In the IB Psychology course there are a range of theories that students need to be familiar with. But it’s easy to dive straight into the complex assignments like evaluating these theories, and to overlook asking the simple questions.
Here are just some of the theories that may be relevant* to the IB Psych’ course:
- Social Learning Theory
- Social Identity Theory
- Levels of Processing Model of Memory
- Multi-store Model of Memory
- Flashbulb Memory Theory
- Schema Theory
So what is a theory in psychology?
This is an important concept to understand because it will improve the quality and clarity of student descriptions of theories in exam answers.

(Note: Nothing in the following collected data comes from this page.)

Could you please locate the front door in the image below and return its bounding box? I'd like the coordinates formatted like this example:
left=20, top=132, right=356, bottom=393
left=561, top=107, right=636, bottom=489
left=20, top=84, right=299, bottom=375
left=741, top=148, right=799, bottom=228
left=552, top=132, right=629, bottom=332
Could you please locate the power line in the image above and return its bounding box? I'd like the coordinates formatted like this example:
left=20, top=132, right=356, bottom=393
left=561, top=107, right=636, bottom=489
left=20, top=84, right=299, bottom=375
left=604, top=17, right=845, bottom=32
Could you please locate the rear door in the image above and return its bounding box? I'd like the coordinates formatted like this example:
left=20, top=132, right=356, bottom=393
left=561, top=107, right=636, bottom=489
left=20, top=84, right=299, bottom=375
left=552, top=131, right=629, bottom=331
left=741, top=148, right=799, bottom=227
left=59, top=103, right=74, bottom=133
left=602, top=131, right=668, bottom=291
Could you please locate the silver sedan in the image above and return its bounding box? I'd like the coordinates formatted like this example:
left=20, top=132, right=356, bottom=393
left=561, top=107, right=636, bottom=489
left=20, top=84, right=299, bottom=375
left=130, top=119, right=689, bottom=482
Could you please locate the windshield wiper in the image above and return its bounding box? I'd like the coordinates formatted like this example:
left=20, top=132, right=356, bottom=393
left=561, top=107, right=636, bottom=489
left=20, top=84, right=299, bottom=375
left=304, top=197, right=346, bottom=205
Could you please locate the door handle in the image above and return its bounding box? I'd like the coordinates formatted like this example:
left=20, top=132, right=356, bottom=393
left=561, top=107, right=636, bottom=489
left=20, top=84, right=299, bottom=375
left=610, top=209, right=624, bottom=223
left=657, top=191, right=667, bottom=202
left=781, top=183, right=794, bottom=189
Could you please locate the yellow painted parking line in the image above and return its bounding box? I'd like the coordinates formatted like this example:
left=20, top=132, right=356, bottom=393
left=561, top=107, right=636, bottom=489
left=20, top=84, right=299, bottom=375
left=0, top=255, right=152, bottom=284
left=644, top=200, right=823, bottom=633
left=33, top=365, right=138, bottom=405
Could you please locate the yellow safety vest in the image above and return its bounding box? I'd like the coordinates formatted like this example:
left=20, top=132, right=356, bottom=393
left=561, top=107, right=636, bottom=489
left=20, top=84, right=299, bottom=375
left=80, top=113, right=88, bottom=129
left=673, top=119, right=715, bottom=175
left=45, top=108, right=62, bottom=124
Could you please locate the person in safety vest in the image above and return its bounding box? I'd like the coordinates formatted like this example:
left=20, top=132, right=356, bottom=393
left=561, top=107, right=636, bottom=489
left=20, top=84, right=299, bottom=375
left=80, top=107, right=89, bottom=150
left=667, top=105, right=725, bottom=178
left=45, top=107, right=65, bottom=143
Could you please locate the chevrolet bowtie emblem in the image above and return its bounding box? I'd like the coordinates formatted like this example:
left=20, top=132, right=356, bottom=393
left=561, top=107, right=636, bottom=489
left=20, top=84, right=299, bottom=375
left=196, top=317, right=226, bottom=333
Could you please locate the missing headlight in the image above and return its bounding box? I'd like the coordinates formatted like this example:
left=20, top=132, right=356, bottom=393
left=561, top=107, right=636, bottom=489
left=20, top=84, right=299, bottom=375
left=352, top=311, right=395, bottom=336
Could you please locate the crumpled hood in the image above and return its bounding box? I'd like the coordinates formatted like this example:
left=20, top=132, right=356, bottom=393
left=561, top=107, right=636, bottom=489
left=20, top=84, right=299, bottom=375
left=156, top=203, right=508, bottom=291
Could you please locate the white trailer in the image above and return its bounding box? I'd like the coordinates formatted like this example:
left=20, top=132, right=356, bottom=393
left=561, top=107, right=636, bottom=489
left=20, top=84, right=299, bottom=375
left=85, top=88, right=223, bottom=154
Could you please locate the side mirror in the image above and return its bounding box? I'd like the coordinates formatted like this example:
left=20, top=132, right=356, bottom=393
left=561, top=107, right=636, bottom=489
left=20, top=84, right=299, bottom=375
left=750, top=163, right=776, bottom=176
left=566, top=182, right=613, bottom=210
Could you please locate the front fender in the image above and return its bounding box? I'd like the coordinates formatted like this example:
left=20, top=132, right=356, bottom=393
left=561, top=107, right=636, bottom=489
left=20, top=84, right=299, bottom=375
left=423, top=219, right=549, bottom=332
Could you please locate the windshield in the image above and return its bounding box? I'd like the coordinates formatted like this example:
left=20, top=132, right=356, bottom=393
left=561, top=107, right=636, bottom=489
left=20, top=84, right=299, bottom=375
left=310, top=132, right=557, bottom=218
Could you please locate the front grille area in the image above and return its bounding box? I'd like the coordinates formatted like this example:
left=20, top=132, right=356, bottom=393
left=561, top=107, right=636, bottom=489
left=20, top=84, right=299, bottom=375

Psychology is the scientific study of behaviour and mental processes. It’s primary focus, therefore, is to explain, understand and even predict these behaviours and mental processes. So a theory in psychology is a hypothesis that attempts to meet this objective. That is to say, a psychological theory is one that attempts to provide a description and/or an explanation for particular behaviour and/or mental processes.
Let’s summarise the examples above:
- FBM Theory attempts to describe a particular type of memory and explain how that memory is formed.
- Social Learning Theory attempts to explain how people can learning from the observation of others.
- Schema Theory attempts to describe what schema are and to explain why they’re formed
- Social Identity Theory attempts to explain underlying causes of intergroup conflict.
When students are learning about and writing about psychological theories, it is important that they can develop a conceptual understanding of what exactly the theory is attempting to explain and/or describe. In my opinion, this is the most important thing for students to understand regarding psychological theories. Everything else stems from this conceptual understanding.
A good exit ticket strategy after learning about a new theory (or revising one already studied) is to ask students to write a one sentence essay on the theory.